There are people who think they can talk to the dead. There are people who think they can leave their bodies and enter the spirit world on demand. There are people who think they can access spirits of various kinds. Some people even think they can control these spirits. Just about everybody I can think of—even some atheists—want to know more about the spiritual side of life. So what does it mean to have a spirit, to live by the spirit, to be spiritual?
It’s probably smart for all Christians to understand, because it’s how we are called to live. After all, God himself is spirit…
John 4:24 For God is Spirit, so those who worship him must worship in spirit and in truth.”
And you and I, underneath this coating of skin and bones, we are spirit.
Romans 8:16 For his Holy Spirit speaks to our spirit and tells us that we are God’s children.
What a wild thought! Have you ever really stopped to consider what that means? That you have a spirit—that you ultimately are spirit.

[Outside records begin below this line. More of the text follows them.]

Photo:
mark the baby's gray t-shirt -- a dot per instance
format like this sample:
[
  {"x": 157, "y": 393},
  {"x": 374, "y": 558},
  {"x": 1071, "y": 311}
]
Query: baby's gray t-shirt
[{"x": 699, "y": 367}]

I know it’s much easier to think of things in their physical sense. That’s what we’re used to. We breathe and walk and bleed when we are cut. Our life is sustained by food and drink. We exercise for better health. We wear coats when we’re cold and shorts when it’s hot out. We can get sick and worn out. Understanding things as physical is second nature to us…or maybe it feels more like first nature to you.
But the truth is that the spiritual part of us is in a sense far more real than the physical. Our physical bodies wear out over time. They can develop sicknesses and sore spots. They get old and eventually die. After that they go right back to dust. In fact, the bodies that we’re used to have to die for us to continue. Like a seed that goes into the ground, we have to shed our outer shell in order to continue as spirit.

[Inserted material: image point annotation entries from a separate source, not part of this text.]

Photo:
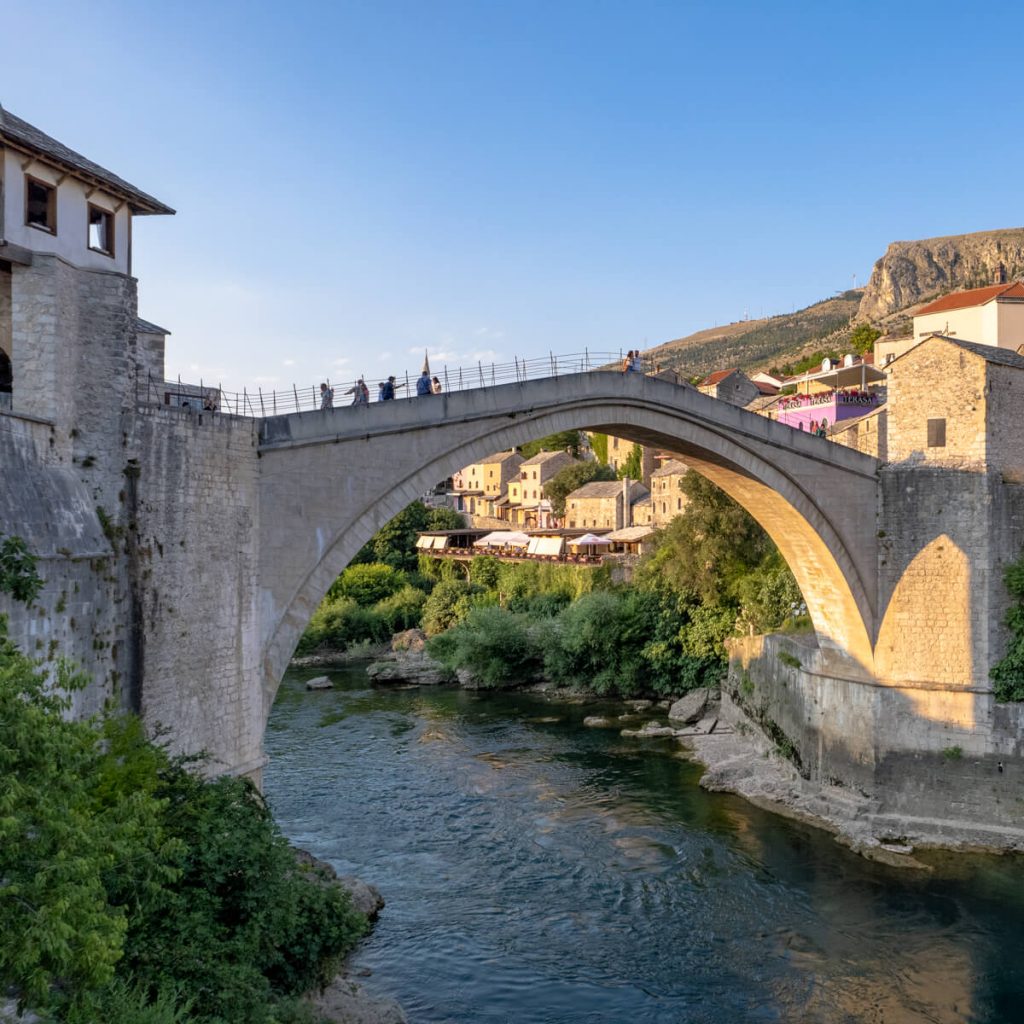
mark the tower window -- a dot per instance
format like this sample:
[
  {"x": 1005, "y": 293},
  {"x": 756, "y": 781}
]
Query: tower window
[
  {"x": 937, "y": 433},
  {"x": 100, "y": 230},
  {"x": 40, "y": 205}
]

Now the average person might last a good 70 or 80 years these days. And to you and I that can seem like a good long time.
But our spirits last a whole lot longer than that. It might be difficult to comprehend, but even if we live well over 100 years, the time that our spirit goes on and on makes this physical life seem like the tiniest speck of insignificance.
1 Cor. 15:45-54 The Scriptures tell us, “The first man, Adam, became a living person.” But the last Adam—that is, Christ—is a life-giving Spirit. What came first was the natural body, then the spiritual body comes later. Adam, the first man, was made from the dust of the earth, while Christ, the second man, came from heaven. Every human being has an earthly body just like Adam’s, but our heavenly bodies will be just like Christ’s. Just as we are now like Adam, the man of the earth, so we will someday be like Christ, the man from heaven.
What I am saying, dear brothers and sisters, is that flesh and blood cannot inherit the Kingdom of God. These perishable bodies of ours are not able to live forever.
But let me tell you a wonderful secret God has revealed to us. Not all of us will die, but we will all be transformed. It will happen in a moment, in the blinking of an eye, when the last trumpet is blown. For when the trumpet sounds, the Christians who have died will be raised with transformed bodies. And then we who are living will be transformed so that we will never die. For our perishable earthly bodies must be transformed into heavenly bodies that will never die.
When this happens—when our perishable earthly bodies have been transformed into heavenly bodies that will never die—then at last the Scriptures will come true: “Death is swallowed up in victory.
So we can grasp the basics of this concept. It’s easy to say sure I’m a spirit. But how do you really relate to that idea—that you exist in a realm of nonphysical. Because when it comes down to it, it can be an amazing thing to really try to grasp.